Die nächste Fragestunde ist am Mittwoch, dem 27. Februar. Sperrfrist für einzureichende Fragen ist Freitag, der 22. Februar, 12 Uhr.
Ich komme zum nächsten Punkt der Tagesordnung und rufe auf Punkt 8 der gedruckten Tagesordnung:
a) Erste Beratung des von den Fraktionen des GB, BHE und der DP eingebrachten Entwurfs eines Gesetzes zur Änderung des Bundeswahlgesetzes ;
b) Erste Beratung des von der Fraktion der SPD eingebrachten Entwurfs eines Gesetzes zur Änderung des Bundeswahlgesetzes .
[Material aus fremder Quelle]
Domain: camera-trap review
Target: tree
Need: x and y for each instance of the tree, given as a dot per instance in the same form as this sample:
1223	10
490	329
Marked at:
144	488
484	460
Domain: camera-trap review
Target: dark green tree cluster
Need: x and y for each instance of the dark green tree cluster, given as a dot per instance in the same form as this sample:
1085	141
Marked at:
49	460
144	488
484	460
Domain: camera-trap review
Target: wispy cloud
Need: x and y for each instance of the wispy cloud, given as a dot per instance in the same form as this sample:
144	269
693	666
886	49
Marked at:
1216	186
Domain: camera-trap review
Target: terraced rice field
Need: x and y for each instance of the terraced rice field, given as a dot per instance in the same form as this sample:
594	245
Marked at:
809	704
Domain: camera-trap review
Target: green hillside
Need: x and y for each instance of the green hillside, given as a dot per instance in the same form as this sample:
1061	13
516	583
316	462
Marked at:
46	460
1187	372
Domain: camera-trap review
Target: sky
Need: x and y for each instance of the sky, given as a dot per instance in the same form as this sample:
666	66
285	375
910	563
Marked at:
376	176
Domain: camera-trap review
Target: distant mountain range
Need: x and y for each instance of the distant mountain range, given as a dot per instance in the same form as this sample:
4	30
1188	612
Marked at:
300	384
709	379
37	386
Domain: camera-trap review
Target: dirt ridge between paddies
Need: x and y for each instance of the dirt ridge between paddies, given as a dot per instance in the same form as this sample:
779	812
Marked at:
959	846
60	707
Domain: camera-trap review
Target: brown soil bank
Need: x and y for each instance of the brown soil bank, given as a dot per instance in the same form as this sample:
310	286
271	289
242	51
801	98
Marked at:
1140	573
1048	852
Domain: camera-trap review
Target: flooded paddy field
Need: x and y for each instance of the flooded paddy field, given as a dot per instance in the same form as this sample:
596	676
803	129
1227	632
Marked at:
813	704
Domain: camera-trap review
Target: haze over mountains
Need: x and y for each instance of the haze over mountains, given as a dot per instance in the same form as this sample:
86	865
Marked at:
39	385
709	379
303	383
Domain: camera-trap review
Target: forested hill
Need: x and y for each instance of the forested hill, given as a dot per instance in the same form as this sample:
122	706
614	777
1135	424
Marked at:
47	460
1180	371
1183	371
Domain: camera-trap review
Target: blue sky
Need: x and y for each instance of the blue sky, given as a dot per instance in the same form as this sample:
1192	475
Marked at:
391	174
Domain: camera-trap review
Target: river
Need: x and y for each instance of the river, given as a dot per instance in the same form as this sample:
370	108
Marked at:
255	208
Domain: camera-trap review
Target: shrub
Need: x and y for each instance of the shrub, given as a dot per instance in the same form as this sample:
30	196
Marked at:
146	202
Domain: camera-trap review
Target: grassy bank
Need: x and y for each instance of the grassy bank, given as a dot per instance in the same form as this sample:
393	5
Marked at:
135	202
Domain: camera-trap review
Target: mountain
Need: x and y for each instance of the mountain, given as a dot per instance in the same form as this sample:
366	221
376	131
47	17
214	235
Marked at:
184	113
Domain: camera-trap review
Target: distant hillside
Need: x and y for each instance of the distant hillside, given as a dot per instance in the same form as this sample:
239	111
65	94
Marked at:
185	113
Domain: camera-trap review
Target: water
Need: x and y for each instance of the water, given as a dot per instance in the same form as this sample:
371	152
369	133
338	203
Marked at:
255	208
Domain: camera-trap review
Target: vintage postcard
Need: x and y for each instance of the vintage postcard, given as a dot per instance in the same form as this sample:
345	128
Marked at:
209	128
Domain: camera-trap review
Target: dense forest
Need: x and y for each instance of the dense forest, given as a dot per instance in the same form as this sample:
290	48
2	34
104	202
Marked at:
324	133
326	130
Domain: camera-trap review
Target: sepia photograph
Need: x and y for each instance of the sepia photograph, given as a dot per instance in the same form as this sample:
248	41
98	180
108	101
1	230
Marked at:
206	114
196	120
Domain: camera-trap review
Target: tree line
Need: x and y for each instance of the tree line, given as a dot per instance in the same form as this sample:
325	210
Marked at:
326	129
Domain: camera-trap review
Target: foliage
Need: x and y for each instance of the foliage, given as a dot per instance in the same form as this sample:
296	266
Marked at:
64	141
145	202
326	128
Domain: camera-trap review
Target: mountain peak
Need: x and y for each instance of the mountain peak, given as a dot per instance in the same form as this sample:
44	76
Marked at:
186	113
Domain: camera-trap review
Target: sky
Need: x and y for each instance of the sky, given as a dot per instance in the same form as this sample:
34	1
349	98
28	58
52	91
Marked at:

Wer begründet den ersten Antrag? — Herr Abgeordneter Schneider zur Begründung des Antrags Drucksache 3027.
Schneider (DP), Antragsteller: Herr Präsident! Meine sehr geehrten Damen und Herren! Namens der Fraktionen der Deutschen Partei und des Gesamtdeutschen Blocks/BHE erlaube ich mir, unseren Standpunkt zu den vorliegenden Anträgen vorzutragen.
Ich möchte eingangs betonen, daß es keineswegs etwa Wahlangst ist, die die Deutsche Partei und den BHE dazu bewogen haben, diesen Antrag zu stellen.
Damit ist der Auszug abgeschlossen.